Deuxième question qui peut se poser : est-ce que les voisins vigilants permettent de réduire la délinquance ? Les études des sociologues sont catégoriques : dans les différents pays où les voisins vigilants se sont développés, il n’y a pas de lien entre leur présence et la baisse de la délinquance. En effet, les zones résidentielles où se développent les voisins vigilants connaissent le plus souvent des taux de délinquance assez bas voire inexistants, leur présence ou non ne change pas grand-chose. À l’inverse, les quartiers où la délinquance est plus élevée (quartiers pauvres ou centre-ville) sont les quartiers où il n’y a que peu de voisins vigilants, on ne peut donc pas mesurer leur potentiel impact. Dans cette mesure, les voisins vigilants sont avant tout une organisation mutuelle de la surveillance afin de se rassurer plutôt que des dispositifs efficaces de lutte contre la délinquance.

Il est cependant possible de les critiquer sur un point : ils prétendent recréer du lien social à partir de la surveillance face à une menace. En réalité, il serait plus intéressant de recréer tout d’abord solidarité et entraide sur l’ensemble des aspects de la vie (garde d’enfants, partage de nourriture, sociabilité) dans ces espaces, dont la sécurité pourrait être l’un des aspects, plutôt que de fonder le lien social sur l’acte de surveiller les intrus potentiels.

Des potentielles dérives

Si la plupart des voisins vigilants ne sont pas des miliciens, mais plutôt des surveillants plus ou moins zélés, le dispositif laisse aussi la place à des dérives conséquentes.

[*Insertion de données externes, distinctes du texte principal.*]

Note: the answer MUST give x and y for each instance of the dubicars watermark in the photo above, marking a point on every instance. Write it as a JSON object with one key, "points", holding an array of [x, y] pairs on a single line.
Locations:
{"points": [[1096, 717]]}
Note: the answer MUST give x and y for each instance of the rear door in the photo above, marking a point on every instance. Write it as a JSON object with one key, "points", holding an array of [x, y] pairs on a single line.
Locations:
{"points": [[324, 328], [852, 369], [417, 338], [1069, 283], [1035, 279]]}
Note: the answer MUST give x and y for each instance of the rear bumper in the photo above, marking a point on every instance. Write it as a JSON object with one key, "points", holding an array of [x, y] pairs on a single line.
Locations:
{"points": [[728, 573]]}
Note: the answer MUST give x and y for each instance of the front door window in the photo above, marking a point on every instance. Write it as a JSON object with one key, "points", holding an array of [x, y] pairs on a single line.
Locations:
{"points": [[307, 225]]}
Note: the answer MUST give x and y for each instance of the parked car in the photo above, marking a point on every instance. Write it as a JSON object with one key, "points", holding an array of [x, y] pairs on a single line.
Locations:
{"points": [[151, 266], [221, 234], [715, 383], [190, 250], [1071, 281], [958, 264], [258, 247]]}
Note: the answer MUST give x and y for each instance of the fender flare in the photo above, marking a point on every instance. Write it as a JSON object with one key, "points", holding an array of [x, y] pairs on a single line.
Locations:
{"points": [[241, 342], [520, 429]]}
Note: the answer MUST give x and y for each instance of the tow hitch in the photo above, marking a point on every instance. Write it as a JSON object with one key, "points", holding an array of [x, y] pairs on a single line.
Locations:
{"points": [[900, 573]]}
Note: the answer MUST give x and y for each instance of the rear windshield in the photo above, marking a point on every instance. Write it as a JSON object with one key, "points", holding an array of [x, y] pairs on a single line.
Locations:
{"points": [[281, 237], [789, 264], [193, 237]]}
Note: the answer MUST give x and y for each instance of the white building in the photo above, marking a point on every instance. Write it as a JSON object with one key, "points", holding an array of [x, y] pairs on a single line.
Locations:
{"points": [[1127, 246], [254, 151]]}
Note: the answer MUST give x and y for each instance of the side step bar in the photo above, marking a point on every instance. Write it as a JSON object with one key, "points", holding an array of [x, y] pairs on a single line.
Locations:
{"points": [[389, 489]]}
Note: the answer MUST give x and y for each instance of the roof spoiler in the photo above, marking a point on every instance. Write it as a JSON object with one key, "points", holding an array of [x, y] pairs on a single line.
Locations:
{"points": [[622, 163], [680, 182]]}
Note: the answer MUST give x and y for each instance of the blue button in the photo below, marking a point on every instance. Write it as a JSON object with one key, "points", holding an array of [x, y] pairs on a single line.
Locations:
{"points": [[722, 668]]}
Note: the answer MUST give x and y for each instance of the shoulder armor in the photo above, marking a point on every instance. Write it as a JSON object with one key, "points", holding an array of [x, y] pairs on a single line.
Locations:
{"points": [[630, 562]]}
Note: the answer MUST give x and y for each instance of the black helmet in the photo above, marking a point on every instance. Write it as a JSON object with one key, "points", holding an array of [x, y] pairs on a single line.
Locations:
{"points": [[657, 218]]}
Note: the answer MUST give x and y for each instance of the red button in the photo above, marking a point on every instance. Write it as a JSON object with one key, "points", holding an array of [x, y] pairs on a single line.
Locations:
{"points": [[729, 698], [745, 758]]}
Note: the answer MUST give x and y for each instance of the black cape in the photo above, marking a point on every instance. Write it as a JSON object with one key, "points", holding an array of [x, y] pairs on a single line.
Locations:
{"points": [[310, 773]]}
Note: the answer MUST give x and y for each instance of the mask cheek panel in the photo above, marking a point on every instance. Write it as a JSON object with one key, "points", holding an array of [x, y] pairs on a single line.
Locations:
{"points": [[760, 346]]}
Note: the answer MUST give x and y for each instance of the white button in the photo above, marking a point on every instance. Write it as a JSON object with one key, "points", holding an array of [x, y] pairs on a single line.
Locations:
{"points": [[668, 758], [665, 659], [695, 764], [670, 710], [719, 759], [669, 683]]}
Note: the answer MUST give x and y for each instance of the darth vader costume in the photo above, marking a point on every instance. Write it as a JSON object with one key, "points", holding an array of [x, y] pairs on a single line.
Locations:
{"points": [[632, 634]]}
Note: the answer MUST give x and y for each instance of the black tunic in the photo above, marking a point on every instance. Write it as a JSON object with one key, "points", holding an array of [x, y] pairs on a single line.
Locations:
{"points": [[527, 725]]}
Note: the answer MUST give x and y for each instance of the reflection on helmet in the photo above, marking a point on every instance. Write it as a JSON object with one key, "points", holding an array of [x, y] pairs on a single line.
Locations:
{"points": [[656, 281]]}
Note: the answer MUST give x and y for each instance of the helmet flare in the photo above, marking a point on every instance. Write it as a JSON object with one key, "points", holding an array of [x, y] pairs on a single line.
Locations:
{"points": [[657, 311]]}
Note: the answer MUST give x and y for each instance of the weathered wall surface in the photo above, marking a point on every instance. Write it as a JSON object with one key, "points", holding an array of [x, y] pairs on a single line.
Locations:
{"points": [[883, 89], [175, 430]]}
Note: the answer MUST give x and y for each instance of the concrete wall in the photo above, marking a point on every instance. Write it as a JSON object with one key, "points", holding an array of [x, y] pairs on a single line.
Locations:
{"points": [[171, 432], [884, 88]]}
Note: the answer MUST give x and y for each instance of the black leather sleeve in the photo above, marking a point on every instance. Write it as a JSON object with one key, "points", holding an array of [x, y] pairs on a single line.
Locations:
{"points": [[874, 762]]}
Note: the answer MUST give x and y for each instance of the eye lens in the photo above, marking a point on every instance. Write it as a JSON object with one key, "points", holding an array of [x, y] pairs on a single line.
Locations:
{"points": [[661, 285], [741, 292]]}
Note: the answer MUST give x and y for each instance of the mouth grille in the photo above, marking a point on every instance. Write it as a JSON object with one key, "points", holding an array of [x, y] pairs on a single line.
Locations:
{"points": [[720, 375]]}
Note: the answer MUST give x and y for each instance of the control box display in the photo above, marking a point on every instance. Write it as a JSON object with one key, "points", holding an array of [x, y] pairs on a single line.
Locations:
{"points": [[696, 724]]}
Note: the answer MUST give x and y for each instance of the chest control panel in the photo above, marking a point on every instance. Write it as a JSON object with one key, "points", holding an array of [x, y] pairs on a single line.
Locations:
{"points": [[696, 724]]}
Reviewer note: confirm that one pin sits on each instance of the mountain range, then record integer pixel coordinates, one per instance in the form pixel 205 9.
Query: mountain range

Pour l’instant, elles n’ont pas eu lieu de manière conséquente sur le territoire français métropolitain (que ce soit à cause de l’encadrement policier ou de l’absence de la volonté des voisins de déraper)

Voici trois exemples. Le premier, courant en Grande-Bretagne, est celui de voisins vigilants qui s’autonomisent et font régner la terreur dans leur quartier. Ainsi dans certains quartiers de Manchester, ils ne se contentent pas d’épier les personnes n’appartenant pas au quartier : ils dérapent complètement. La presse fait ainsi état de groupes de voisins vigilants qui, armés de battes de baseball et accompagnés de chiens d’attaque, arrêtent les passants afin de contrôler leur identité et les fouiller, au point que la police dénonce ces pratiques.

Une autre possibilité non négligeable est l’infiltration du dispositif par des groupes beaucoup plus radicaux. Ainsi en 2016, Luc Sommeyre, militant d’extrême droite proche de la Ligue du Midi et officier des Renseignements Généraux à la retraite annonce la création en grande pompe des Cellules Remora, organisation de surveillance localisée des « ennemis de la République » et de « maintien de l’ordre » en cas de « troubles majeurs », appelant à mots dissimulés à s’armer et à surveiller les gauchistes locaux tout en s’organisant discrètement via les voisins vigilants. Bref, toute une préparation méthodique de la guerre civile. Luc Sommeyre décède en 2020, et les cellules Rémora, annoncées comme clandestines, ne font plus parler d’elles, sans que l’on sache si elles existent toujours.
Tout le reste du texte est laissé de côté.